La questione principale è: il popolo egiziano è pronto al grande salto verso una visione democratico-occidentale? Apparente sì, ma ci sono dei fattori che farebbero dubitare: il tasso di sviluppo economico al 5/7% non interessa tutta la società, l’analfabetismo è ancora molto presente, il bisogno di cambiare è appannaggio solo delle grandi città, Cairo e Alessandria in primis, ma il sud Egitto è ancora caratterizzato e permeato da valori tradizionali e religiosi, un po’ come succedeva in Italia del Sud nel secondo dopo guerra. Quindi questa spinta al cambiamento potrebbe essere molto inferiore alle attese sebbene, se si avessero libere elezioni (ricordiamo che l’Egitto ha rifiutato la presenza dei commissari ONU nelle ultime tornate elettorali 2005 e 2007), non è detto che il partito dei Fratelli Mussulmani acquisisca automaticamente la maggioranza (effetto Gaza o Hamas). Molti egiziani sono molto diffidenti verso i Fratelli Mussulmani e preferiscono un status quo nella speranza che in qualche modo porti al miglioramento.

Un altro aspetto di cui bisogna tener conto è il corpo elettorale. L’Egitto è un paese di circa 80 milioni di abitanti di cui solo 32 votano (in Italia ne votano 50 su 60 milioni!). Certo è vero che il paese è un paese di giovani (come nel nostro dopoguerra), però la discrepanza è troppo elevata. In parte si può spiegare con il nocciolo duro e tradizionale della società, che pone la donna nei luoghi rurali in un ruolo subordinato al volere del marito, l’unico che decide se può votare oppure no. Ovviamente è solo una parte della società, sebbene numericamente molto nutrita.

Nel sotterraneo c’è la spinta per cambiare, ma si spera che da qualche parte spunti un leader carismatico che possa esaudire questa aspettativa, però al momento, di leader non se ne vedono. Ciò è dovuto alla mancanza di una dialettica politica e di una visione all’alternanza. Negli anni ’90 in Italia, dopo il crollo della DC, s’intravedeva una vera logica all’alternanza dove il PDS sembrava favorito; invece l’ascesa di Berlusconi in politica su posizioni tradizionaliste, ha fatto notare come tutto quel cambiamento che la società italiana si attendeva fosse solo illusorio. Le ripetute rielezioni di Berlusconi (2001 e 2008), mostrano come gli italiani siano di fondo molto tradizionalisti e timorosi del cambiamento.

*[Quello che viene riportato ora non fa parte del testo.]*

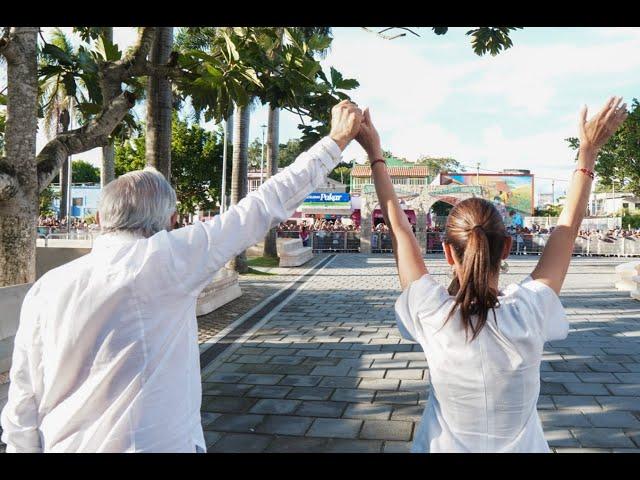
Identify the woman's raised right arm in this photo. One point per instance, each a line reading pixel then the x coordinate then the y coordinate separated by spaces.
pixel 554 262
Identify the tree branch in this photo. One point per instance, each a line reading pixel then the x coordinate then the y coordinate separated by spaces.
pixel 8 180
pixel 95 134
pixel 382 35
pixel 7 48
pixel 135 62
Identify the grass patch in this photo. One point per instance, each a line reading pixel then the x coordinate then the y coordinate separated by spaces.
pixel 253 271
pixel 263 262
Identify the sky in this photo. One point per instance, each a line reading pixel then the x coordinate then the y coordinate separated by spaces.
pixel 432 95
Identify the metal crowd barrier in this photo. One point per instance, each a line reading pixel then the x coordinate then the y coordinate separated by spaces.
pixel 534 243
pixel 288 234
pixel 335 241
pixel 73 235
pixel 381 242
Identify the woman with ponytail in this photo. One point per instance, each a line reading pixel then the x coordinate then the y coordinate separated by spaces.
pixel 484 345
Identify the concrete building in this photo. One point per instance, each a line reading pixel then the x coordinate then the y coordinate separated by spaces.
pixel 330 186
pixel 85 198
pixel 401 172
pixel 609 203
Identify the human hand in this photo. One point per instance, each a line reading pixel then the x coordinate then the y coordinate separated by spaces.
pixel 597 131
pixel 368 137
pixel 346 118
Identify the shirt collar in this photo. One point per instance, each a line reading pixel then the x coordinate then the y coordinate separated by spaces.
pixel 116 238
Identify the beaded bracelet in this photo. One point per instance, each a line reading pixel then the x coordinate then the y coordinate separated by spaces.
pixel 586 172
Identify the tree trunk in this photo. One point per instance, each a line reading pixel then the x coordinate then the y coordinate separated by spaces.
pixel 239 182
pixel 64 120
pixel 23 175
pixel 273 130
pixel 108 170
pixel 159 106
pixel 19 212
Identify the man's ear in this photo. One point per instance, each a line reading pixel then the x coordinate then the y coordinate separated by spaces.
pixel 447 253
pixel 506 249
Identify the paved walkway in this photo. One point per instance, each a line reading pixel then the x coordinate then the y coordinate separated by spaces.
pixel 328 372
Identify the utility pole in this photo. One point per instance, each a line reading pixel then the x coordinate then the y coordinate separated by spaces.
pixel 223 196
pixel 262 155
pixel 70 171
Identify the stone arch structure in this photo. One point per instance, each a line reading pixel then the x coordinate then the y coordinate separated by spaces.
pixel 420 198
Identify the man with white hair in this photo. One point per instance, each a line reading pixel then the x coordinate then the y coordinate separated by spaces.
pixel 106 355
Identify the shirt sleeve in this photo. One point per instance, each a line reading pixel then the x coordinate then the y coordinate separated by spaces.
pixel 420 304
pixel 20 423
pixel 550 316
pixel 199 250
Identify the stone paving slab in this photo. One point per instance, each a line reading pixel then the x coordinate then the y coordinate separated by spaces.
pixel 356 385
pixel 330 373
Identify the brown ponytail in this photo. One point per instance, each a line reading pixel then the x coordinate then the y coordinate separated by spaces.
pixel 477 234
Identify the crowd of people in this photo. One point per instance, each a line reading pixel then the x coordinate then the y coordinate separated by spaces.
pixel 317 225
pixel 51 224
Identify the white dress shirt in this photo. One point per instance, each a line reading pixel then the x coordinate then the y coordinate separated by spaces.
pixel 106 355
pixel 483 392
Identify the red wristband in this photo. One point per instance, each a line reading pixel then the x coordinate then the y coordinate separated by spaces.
pixel 586 172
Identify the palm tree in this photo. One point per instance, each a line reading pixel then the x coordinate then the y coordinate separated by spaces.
pixel 273 128
pixel 160 106
pixel 239 182
pixel 56 106
pixel 108 170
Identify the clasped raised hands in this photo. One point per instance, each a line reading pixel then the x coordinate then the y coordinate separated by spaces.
pixel 346 118
pixel 599 129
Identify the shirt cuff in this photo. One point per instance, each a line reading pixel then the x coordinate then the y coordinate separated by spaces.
pixel 328 151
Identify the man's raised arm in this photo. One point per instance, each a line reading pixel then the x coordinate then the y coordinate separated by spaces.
pixel 203 248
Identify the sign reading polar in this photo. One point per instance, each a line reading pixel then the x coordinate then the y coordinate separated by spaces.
pixel 336 199
pixel 513 190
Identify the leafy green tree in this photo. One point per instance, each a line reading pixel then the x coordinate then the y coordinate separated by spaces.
pixel 288 152
pixel 619 159
pixel 2 124
pixel 45 201
pixel 490 40
pixel 196 163
pixel 196 166
pixel 342 173
pixel 254 155
pixel 129 154
pixel 440 164
pixel 548 211
pixel 84 172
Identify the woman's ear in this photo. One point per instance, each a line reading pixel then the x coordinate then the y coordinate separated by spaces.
pixel 448 254
pixel 508 241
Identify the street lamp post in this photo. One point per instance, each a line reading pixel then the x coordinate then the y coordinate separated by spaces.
pixel 262 154
pixel 69 172
pixel 613 187
pixel 223 195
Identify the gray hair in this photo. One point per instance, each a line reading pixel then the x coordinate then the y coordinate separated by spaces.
pixel 141 202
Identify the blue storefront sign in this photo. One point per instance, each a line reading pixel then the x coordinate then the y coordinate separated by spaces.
pixel 329 198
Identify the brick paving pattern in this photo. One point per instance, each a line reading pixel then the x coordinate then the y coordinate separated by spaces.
pixel 330 373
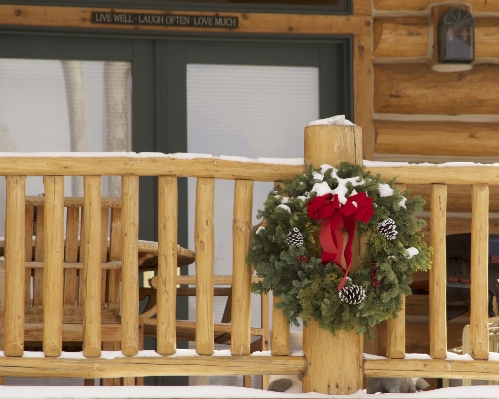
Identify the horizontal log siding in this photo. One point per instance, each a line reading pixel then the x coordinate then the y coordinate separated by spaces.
pixel 459 197
pixel 420 5
pixel 426 368
pixel 417 89
pixel 400 37
pixel 458 175
pixel 437 138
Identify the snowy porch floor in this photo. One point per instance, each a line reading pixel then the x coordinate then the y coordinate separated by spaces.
pixel 52 392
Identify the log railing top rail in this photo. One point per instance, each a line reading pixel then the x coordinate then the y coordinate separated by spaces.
pixel 89 164
pixel 449 173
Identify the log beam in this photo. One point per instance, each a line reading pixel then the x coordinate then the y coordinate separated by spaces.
pixel 417 89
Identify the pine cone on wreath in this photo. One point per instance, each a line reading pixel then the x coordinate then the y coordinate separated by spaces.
pixel 295 237
pixel 387 228
pixel 352 294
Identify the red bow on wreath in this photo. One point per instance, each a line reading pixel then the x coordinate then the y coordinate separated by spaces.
pixel 336 217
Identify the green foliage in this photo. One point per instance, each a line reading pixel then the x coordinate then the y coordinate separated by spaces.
pixel 309 289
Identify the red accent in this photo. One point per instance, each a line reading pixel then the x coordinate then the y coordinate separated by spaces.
pixel 336 217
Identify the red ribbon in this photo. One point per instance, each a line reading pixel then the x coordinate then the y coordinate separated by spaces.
pixel 336 217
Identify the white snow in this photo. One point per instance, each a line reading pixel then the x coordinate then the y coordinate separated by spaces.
pixel 323 188
pixel 285 207
pixel 411 252
pixel 385 190
pixel 334 120
pixel 88 392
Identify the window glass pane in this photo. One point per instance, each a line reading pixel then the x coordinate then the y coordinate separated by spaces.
pixel 283 2
pixel 248 111
pixel 60 105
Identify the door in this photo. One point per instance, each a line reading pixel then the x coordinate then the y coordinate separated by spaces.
pixel 247 98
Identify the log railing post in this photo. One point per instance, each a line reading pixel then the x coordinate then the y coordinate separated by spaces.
pixel 479 271
pixel 334 362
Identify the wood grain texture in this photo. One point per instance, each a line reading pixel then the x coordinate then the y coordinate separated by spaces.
pixel 435 138
pixel 420 5
pixel 457 175
pixel 91 247
pixel 281 343
pixel 118 166
pixel 167 264
pixel 320 348
pixel 241 271
pixel 146 366
pixel 53 279
pixel 71 255
pixel 417 89
pixel 479 332
pixel 362 7
pixel 400 37
pixel 130 277
pixel 363 90
pixel 334 361
pixel 438 273
pixel 458 197
pixel 409 36
pixel 487 37
pixel 204 242
pixel 395 345
pixel 14 271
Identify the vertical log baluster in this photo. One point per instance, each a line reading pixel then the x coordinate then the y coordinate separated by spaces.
pixel 241 271
pixel 71 255
pixel 167 264
pixel 91 247
pixel 29 212
pixel 53 278
pixel 479 271
pixel 395 327
pixel 130 268
pixel 14 266
pixel 280 331
pixel 265 320
pixel 115 254
pixel 438 272
pixel 204 241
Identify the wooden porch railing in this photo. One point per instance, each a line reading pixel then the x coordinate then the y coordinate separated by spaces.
pixel 479 177
pixel 167 170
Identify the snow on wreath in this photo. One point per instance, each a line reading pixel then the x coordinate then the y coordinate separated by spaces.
pixel 303 248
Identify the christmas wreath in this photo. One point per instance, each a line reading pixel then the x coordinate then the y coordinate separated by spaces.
pixel 303 248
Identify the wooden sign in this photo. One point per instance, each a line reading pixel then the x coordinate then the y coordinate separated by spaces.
pixel 127 18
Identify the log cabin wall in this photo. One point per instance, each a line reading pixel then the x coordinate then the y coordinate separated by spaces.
pixel 428 112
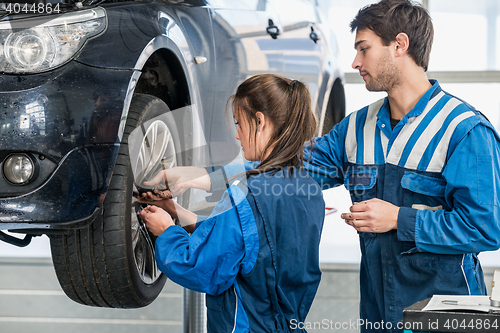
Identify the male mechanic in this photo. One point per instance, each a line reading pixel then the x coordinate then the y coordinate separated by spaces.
pixel 422 168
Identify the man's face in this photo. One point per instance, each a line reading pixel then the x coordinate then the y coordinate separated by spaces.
pixel 375 61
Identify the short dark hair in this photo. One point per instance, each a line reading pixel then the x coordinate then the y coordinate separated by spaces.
pixel 388 18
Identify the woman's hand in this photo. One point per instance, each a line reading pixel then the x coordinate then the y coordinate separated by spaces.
pixel 156 219
pixel 176 181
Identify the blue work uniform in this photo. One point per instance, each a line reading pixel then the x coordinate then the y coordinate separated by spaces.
pixel 440 164
pixel 256 256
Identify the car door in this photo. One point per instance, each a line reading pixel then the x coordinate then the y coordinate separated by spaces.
pixel 301 42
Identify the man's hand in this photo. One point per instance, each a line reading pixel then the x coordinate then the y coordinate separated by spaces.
pixel 373 215
pixel 156 219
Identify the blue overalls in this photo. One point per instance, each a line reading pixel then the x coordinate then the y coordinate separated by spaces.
pixel 256 256
pixel 440 164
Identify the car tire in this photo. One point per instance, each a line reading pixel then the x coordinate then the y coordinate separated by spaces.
pixel 111 262
pixel 335 110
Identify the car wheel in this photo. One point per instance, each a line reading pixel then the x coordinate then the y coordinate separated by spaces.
pixel 111 263
pixel 335 110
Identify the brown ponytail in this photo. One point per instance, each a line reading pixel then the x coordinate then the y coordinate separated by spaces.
pixel 287 103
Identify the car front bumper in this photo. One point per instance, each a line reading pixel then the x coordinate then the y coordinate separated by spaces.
pixel 69 120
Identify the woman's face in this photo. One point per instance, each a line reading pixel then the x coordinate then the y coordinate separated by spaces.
pixel 243 135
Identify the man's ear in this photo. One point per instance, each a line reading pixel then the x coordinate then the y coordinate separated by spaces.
pixel 402 43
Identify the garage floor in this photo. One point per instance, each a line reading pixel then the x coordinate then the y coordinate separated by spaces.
pixel 32 301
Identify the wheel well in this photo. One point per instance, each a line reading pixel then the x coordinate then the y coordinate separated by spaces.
pixel 162 76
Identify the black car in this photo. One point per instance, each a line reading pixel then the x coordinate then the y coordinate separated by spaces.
pixel 98 95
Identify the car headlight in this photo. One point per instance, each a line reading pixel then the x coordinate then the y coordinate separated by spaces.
pixel 48 45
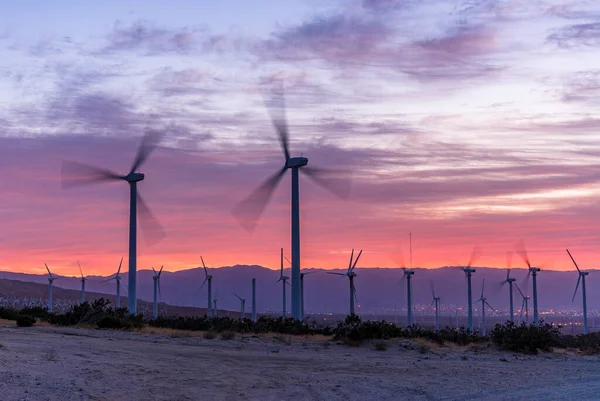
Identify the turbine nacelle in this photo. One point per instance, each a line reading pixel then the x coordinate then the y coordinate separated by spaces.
pixel 134 177
pixel 296 162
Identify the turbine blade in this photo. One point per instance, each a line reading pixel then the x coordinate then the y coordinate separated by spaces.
pixel 250 209
pixel 275 104
pixel 356 260
pixel 338 182
pixel 575 263
pixel 153 231
pixel 576 288
pixel 76 174
pixel 149 142
pixel 520 249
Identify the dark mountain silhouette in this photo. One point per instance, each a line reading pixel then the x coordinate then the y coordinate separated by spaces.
pixel 379 290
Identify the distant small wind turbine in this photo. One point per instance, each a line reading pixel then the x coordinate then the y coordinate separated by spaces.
pixel 156 278
pixel 75 174
pixel 436 302
pixel 242 306
pixel 284 280
pixel 581 278
pixel 117 278
pixel 510 281
pixel 82 283
pixel 484 302
pixel 350 274
pixel 207 279
pixel 524 305
pixel 533 271
pixel 468 273
pixel 51 279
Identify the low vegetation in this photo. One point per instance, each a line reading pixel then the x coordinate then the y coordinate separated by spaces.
pixel 352 331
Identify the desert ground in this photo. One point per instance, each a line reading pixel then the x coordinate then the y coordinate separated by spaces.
pixel 53 363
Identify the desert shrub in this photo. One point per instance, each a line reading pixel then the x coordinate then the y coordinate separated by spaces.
pixel 209 335
pixel 25 321
pixel 381 346
pixel 524 338
pixel 227 335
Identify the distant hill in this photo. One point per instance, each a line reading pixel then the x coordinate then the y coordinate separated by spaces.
pixel 379 290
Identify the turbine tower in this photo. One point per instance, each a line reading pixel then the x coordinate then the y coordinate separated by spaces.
pixel 207 279
pixel 484 302
pixel 242 306
pixel 468 274
pixel 350 274
pixel 156 278
pixel 75 174
pixel 533 271
pixel 51 279
pixel 117 278
pixel 436 302
pixel 82 283
pixel 524 305
pixel 249 210
pixel 510 281
pixel 408 273
pixel 581 278
pixel 284 279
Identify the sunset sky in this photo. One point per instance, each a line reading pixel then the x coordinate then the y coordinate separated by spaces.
pixel 463 122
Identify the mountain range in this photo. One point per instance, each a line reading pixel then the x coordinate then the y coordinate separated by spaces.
pixel 379 290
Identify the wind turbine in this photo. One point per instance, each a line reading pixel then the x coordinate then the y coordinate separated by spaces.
pixel 524 305
pixel 510 281
pixel 533 271
pixel 350 274
pixel 249 210
pixel 436 301
pixel 117 277
pixel 484 302
pixel 75 174
pixel 582 274
pixel 156 278
pixel 408 273
pixel 82 283
pixel 468 273
pixel 243 306
pixel 207 279
pixel 51 278
pixel 215 311
pixel 284 279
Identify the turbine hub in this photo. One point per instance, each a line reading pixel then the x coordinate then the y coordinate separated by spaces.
pixel 134 177
pixel 296 162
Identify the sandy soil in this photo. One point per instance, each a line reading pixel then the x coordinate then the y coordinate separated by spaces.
pixel 49 363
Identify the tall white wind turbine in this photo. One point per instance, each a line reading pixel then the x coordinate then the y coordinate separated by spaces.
pixel 207 279
pixel 242 306
pixel 75 174
pixel 436 304
pixel 510 281
pixel 284 282
pixel 117 278
pixel 484 303
pixel 156 279
pixel 249 210
pixel 532 272
pixel 581 278
pixel 51 278
pixel 468 270
pixel 350 274
pixel 83 279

E gli egiziani? Sarebbe interessante vedere come si comporterebbero con delle vere libere elezioni, però questo sarà di difficile attuazione. L’Egitto è un paese in una posizione troppo critica, una polveriera o una pentola a pressione che troppi interessi internazionali vorrebbero vedere di una Hamas egiziana. Un’ ingestibilità del paese dei faraoni significa instabilità nell’area mediorientale che nessuno si auspica, perché l’unico paese che continuerebbe ad avere buoni rapporti con Israele sarebbe solo la Giordania e nessuno vorrebbe vedere ripetersi le guerre del ’48 e del ’67. Un Egitto democratico farebbe bene alla comunità internazionale e a se stesso, ma i tempi sono maturi? Questo è un dilemma che ad ogni modo le future elezioni scioglieranno solo parzialmente.